FIG. 7 is a photograph replacing a drawing showing a morphology of titanium carbide particles in the obtained metal matrix composite material when the aluminum content in the molded body is 100% by weight.

[Explanation of symbols]

 1 ... Molded body 2 ... Heating device 3 ... Heater

Claims (2)

[Claims] 1. A titanium powder, a carbon powder and an aluminum powder or an aluminum alloy powder are mixed, the mixture is molded into a molded product having a predetermined shape, and the molded product is then heated in an inert atmosphere at 900 to 1800 ° C. Heating, wherein the titanium powder and the carbon powder are present in the mixture in a stoichiometrically forming titanium carbide, and the aluminum powder or aluminum alloy powder is relative to the total weight of the titanium powder and the carbon powder.

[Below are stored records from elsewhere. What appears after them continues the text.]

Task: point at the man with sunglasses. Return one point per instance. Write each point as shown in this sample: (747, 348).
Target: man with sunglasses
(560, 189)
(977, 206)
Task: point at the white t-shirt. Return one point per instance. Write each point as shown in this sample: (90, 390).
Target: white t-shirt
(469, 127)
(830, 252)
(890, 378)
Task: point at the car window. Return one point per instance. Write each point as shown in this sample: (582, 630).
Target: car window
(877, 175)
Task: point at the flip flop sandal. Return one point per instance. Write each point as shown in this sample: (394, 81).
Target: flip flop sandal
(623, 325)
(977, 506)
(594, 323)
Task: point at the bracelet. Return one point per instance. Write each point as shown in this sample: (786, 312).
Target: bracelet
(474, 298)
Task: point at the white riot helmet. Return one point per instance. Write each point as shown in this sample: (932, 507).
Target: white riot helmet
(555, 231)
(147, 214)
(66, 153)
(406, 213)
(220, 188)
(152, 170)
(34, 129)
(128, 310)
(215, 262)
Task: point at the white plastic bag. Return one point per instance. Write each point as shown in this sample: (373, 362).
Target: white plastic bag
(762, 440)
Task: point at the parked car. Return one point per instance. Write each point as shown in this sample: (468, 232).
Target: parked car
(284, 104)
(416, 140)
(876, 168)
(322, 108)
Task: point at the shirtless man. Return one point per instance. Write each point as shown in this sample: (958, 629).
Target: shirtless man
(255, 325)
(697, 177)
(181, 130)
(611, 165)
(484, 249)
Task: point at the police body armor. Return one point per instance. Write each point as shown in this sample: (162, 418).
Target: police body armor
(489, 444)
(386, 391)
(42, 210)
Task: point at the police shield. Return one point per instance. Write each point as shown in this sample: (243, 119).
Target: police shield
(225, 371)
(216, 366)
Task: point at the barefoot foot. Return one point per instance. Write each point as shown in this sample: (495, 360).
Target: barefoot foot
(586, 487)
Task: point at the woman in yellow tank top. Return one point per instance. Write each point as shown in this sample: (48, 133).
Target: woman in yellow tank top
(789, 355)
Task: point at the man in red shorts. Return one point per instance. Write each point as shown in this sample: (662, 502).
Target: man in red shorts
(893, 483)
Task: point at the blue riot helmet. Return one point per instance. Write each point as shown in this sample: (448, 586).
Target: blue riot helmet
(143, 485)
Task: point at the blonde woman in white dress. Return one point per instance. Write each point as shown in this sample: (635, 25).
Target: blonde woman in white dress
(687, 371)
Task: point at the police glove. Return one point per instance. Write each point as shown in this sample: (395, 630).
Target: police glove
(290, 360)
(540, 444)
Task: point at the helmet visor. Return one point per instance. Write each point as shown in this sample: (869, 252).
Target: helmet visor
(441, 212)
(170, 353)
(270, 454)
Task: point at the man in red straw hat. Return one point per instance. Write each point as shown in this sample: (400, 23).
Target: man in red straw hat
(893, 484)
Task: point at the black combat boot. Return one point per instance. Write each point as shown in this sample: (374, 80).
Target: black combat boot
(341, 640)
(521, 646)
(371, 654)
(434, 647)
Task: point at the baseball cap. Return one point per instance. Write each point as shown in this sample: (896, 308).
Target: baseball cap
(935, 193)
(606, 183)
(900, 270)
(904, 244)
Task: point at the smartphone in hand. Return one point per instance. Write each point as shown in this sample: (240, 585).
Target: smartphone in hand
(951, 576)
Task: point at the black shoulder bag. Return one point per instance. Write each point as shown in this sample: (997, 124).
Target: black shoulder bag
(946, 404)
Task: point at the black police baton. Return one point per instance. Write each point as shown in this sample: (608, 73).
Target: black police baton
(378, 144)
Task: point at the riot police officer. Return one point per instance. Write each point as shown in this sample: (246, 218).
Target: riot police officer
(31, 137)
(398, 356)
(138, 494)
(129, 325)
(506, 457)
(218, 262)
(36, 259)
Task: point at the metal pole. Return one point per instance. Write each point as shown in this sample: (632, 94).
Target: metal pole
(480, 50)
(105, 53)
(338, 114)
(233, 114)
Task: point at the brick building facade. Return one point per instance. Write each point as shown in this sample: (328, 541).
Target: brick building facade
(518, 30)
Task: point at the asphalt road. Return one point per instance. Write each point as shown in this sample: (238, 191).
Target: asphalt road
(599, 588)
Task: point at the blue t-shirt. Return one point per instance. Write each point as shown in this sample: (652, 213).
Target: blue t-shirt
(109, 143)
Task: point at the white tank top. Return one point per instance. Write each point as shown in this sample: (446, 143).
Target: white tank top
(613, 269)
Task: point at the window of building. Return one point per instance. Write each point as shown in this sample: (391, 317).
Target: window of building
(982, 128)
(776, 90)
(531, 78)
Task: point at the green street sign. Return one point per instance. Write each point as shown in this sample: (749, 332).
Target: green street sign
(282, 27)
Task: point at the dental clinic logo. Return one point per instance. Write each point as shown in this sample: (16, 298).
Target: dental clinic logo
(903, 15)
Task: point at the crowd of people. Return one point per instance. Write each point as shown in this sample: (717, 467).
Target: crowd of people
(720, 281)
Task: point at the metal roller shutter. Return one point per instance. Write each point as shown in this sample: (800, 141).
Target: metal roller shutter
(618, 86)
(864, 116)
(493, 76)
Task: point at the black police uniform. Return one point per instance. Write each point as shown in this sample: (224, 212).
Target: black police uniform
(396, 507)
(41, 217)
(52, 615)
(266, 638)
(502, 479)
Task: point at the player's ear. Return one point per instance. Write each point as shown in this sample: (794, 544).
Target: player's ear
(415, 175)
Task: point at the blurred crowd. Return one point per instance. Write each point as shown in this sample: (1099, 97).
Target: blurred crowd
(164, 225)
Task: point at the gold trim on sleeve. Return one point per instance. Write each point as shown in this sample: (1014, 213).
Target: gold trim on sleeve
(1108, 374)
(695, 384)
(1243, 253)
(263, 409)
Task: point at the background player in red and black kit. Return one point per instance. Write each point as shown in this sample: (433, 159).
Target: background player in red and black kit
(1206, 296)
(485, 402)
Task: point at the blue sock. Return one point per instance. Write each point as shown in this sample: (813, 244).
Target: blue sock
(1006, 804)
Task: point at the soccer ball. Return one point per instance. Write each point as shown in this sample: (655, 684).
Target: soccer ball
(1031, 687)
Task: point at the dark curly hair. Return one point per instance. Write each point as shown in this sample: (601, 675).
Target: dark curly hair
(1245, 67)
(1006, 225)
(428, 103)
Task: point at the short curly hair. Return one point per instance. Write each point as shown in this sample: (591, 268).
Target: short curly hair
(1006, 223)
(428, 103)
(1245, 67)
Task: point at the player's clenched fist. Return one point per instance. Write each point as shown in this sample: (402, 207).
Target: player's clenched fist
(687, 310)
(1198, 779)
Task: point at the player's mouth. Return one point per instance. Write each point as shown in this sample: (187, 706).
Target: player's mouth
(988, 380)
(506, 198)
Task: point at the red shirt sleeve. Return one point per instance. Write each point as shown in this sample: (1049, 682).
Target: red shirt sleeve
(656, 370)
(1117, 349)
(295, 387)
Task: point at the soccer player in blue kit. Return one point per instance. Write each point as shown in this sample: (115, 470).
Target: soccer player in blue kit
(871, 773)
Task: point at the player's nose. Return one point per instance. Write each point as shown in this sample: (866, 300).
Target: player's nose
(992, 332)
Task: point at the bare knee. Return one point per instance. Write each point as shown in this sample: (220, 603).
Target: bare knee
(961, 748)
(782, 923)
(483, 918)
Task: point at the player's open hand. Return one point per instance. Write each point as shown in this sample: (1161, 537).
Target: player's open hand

A method for producing a titanium carbide particle-dispersed metal matrix composite material, which is present in an amount of 60% by weight or more in terms of aluminum. 2. Titanium powder, carbon powder and aluminum powder or aluminum alloy powder are mixed, the mixture is molded into a molded product having a predetermined shape, and the molded product is then heated in an inert atmosphere at 900 to 1800 ° C. The method comprises heating to produce pellets, and then dissolving and dispersing the pellets in a molten aluminum powder or aluminum alloy powder, wherein titanium powder and carbon powder stoichiometrically form titanium carbide in the mixture. A titanium carbide particle-dispersed metal-based composite material, characterized in that the aluminum powder or aluminum alloy powder is present in a proportion of 60% by weight or more in terms of aluminum based on the total weight of titanium powder and carbon powder. Manufacturing method.